There are both demand and supply side issues that we will need to surmount to increase and intensify partnerships between the tech sector and social science disciplines. In terms of the supply of social science researchers, my biggest obstacle in growing the social sciences group at Yahoo [where Prabhakar was previously head of Yahoo Labs] and here at Google is that we can’t find enough people who are trained and interested in these issues. We need people who can straddle the disciplines. At a university, straddling disciplines and creating new disciplines is a matter of decades. In industry we run in quarters and years at the most, so we can’t afford to wait for that. Getting people trained was my biggest issue – it’s a supply chain problem. If I could find twenty more social scientists to hire, I would.
In terms of demand for social science researchers, the obstacle is having the right leader in the product group realising that the so-called algorithmic problem they’re solving is not an algorithm problem, it’s a microeconomic problem – and so you have to go ask someone else. Once that connection was made, things flowed naturally because the monetary imperative is powerful. Once you go to a CEO and say, ‘Here’s how you can make another billion dollars’, they jump at it.
What advice do you have for social science academics who want to increase their impact in the tech sector?

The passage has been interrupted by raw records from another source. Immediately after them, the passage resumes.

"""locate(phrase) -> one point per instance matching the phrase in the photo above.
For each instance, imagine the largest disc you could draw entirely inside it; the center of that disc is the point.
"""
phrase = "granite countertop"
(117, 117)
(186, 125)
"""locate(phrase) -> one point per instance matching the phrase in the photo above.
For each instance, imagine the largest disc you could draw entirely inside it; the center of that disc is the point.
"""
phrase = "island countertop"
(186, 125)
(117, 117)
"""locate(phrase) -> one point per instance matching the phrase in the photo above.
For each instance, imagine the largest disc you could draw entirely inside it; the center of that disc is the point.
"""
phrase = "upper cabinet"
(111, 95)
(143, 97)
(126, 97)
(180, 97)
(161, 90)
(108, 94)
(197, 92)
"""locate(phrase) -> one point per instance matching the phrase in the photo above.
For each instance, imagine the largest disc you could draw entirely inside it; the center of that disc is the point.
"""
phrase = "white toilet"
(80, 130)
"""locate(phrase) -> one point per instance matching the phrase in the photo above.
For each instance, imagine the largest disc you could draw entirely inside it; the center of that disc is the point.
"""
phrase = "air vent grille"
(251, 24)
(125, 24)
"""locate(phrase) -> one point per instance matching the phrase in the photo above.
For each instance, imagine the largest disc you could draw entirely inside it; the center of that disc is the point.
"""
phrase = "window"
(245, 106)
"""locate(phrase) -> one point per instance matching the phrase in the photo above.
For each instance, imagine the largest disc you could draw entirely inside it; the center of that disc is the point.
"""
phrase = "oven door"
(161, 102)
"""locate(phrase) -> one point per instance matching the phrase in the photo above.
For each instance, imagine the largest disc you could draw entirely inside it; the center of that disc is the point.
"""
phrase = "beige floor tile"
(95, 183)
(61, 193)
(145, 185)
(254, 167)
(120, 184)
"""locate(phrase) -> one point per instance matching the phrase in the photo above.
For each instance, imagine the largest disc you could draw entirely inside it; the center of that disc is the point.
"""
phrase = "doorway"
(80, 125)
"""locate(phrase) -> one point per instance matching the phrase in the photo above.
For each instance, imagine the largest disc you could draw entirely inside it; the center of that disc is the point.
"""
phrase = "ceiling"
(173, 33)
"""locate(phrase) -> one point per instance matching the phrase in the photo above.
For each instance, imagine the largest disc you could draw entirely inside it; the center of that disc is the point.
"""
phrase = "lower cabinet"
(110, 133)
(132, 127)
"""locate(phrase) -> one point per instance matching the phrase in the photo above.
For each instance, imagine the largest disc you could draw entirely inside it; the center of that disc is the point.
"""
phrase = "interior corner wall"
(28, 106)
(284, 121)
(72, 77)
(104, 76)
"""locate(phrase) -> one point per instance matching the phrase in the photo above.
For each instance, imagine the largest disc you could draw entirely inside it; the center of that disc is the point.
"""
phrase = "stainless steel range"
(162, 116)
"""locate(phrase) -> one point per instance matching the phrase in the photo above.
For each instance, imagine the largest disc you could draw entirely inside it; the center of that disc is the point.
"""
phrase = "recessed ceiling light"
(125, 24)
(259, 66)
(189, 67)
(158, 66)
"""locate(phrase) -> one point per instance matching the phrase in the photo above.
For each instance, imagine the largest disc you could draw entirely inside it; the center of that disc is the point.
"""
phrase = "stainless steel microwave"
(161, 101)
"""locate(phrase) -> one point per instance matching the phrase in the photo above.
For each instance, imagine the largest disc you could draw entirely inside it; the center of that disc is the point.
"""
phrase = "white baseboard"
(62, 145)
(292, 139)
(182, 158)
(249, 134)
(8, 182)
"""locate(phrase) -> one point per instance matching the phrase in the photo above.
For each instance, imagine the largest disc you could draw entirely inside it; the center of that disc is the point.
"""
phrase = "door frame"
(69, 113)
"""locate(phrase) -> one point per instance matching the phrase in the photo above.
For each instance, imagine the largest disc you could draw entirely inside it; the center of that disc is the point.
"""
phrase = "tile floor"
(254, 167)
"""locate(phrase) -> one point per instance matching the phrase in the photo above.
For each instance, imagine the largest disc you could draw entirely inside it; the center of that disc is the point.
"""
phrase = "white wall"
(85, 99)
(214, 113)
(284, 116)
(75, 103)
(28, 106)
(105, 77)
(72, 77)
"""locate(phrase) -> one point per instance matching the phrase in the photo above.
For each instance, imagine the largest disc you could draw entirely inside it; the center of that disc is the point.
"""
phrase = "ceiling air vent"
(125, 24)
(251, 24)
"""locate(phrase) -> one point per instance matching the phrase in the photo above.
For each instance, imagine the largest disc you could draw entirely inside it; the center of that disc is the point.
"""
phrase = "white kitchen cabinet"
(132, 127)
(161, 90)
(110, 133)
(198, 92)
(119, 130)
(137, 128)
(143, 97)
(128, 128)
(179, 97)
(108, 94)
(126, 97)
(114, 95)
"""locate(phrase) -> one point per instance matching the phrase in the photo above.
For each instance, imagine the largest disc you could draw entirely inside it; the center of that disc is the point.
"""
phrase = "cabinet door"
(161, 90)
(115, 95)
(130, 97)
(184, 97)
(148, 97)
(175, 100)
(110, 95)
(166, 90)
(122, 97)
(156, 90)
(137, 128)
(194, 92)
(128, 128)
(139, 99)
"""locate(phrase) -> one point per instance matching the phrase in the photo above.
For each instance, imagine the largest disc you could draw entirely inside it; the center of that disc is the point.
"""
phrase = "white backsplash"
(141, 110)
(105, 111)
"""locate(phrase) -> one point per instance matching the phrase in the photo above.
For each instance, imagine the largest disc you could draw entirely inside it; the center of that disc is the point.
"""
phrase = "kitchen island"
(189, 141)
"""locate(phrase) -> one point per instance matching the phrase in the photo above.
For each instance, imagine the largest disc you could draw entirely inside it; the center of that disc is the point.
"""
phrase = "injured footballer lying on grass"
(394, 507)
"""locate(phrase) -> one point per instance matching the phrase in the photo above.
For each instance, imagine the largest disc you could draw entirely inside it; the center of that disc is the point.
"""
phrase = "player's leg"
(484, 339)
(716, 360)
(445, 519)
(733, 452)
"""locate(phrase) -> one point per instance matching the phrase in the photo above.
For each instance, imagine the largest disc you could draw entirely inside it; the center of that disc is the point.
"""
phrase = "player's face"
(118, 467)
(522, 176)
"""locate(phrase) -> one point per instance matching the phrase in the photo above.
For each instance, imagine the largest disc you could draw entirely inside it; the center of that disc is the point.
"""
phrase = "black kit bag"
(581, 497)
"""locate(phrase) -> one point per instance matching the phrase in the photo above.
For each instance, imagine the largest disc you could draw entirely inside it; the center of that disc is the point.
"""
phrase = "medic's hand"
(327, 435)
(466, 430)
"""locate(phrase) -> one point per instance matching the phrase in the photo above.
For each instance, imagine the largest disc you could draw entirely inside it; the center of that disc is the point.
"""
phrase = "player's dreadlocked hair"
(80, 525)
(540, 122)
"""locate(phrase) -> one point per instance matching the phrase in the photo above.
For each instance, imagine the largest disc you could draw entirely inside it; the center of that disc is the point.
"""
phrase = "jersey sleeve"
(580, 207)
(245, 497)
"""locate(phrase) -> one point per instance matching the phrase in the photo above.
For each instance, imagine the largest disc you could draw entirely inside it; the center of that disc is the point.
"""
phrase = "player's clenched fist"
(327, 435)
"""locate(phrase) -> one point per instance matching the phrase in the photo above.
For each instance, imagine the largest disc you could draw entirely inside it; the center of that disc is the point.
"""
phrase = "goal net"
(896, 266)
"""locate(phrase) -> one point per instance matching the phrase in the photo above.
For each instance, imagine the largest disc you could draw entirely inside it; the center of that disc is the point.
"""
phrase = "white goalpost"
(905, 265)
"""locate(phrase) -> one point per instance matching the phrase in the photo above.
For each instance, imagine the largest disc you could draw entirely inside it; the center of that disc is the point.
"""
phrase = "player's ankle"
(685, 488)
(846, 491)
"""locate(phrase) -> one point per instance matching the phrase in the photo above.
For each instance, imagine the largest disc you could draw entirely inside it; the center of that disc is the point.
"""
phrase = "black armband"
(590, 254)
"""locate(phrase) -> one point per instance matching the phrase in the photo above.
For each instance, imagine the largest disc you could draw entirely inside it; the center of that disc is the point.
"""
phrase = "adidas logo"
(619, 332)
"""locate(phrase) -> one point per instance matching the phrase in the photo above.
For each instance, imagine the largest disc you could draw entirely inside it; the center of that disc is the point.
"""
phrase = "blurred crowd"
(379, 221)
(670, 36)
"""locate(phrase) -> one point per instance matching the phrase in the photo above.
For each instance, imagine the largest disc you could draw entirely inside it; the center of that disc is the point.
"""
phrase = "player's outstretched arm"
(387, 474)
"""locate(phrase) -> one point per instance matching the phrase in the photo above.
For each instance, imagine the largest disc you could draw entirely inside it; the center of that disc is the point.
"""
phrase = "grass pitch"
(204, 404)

Don’t expect too much too soon. If you want billions of dollars’ worth of impact in multiple instances, you’re not going to find that many. However, there’s no doubt that these interactions can be encouraged and promoted and I think a lot of this is about finding a commonality of language which doesn’t exist today. In order to get good at this way of working over the next 20 years, we have to start bridging these extremes – so we can start to answer the big and deep questions that social scientists ask, with the statistical rigour of large datasets from computer science.

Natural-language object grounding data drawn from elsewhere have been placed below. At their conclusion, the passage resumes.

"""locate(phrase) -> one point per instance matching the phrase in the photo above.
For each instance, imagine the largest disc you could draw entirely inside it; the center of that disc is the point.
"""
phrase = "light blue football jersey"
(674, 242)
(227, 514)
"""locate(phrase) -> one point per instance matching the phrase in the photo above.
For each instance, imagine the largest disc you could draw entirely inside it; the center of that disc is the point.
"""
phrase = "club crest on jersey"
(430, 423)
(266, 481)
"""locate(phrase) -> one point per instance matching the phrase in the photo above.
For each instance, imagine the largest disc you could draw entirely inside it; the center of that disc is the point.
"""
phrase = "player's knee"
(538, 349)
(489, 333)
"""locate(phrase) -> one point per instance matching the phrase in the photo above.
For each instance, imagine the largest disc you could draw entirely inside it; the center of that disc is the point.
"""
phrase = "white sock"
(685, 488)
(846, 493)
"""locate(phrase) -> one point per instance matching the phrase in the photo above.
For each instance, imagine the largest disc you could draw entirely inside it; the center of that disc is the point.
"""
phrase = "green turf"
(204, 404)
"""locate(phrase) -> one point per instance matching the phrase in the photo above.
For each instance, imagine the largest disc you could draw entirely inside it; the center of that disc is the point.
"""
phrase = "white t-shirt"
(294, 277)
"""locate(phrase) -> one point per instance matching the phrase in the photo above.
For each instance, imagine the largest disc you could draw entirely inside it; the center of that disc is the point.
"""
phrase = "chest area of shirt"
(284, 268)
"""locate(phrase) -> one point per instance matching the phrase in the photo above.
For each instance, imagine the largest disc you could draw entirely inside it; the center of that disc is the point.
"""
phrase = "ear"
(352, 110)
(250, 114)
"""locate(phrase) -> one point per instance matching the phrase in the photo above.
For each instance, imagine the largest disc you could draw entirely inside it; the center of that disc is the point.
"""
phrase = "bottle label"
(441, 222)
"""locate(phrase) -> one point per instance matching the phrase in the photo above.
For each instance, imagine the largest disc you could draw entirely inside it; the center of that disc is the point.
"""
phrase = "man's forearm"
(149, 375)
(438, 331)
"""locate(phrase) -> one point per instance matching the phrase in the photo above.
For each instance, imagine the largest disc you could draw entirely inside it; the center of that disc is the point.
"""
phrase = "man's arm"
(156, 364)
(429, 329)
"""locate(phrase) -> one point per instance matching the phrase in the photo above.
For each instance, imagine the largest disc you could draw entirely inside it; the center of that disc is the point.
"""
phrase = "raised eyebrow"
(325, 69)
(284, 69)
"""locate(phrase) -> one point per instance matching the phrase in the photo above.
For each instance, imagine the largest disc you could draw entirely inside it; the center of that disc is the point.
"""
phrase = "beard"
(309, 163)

When I was building the Yahoo! Labs and was involved in more of these efforts at Google, one of the things that I would do is hold up the success between economists and computer scientists as a kind of poster child for other social scientists to emulate. We have a workshop where we say ‘This is what economics and computer social has been able to do so far, and there’s even more excitement ahead – come join us’.
Note: This article gives the views of the author(s), and not the position of the Impact of Social Sciences blog, nor of the London School of Economics.
About the author:
Prabhakar Raghavan is Vice President of Strategic Technologies at Google, and Consulting Professor of Computer Science at Stanford. Previously, at Yahoo! he was Chief Strategy Officer, Executive Vice President, and Head of Yahoo! Labs. He has worked at IBM Research and enterprise search vendor Verity.
About the interviewer:
Rebecca Mann is a researcher with the LSE Public Policy Group. She holds a Master of Public Administration from the LSE and degrees in Law and Economics from the University of Sydney. Previously, she was a lawyer at Herbert Smith LLP in London and an adviser in the Innovation & Strategy Unit at the Department of Justice in Melbourne, Australia.
I am one who is intensely interested in the intersection between Social Sciences and Computer Science. I have found that there is a lack in the supply side of things, but there is also a severe lack in the demand as well. My impression is that Social Science majors never step too far in the direction of CompSci and because of their incredible rarity, companies do not look for these mythical graduates. I myself graduated from Stanford with a degree in International Relations and a minor in Symbolic Systems and found it quite difficult to market myself appropriately in Silicon Valley. During my graduating year I do not recall anyone who minored, second majored, or double majored in SymSys or CompSci with an IR degree thus reinforcing my belief that others with my interests are not very common. I think another reason for this divide is it is hard to conceive of a role at an organization for this particular skill. What applications or specific job roles do you see as the end result of a combined approach to studying social and computer sciences? With this information perhaps we can inspire students to create this interdisciplinary approach.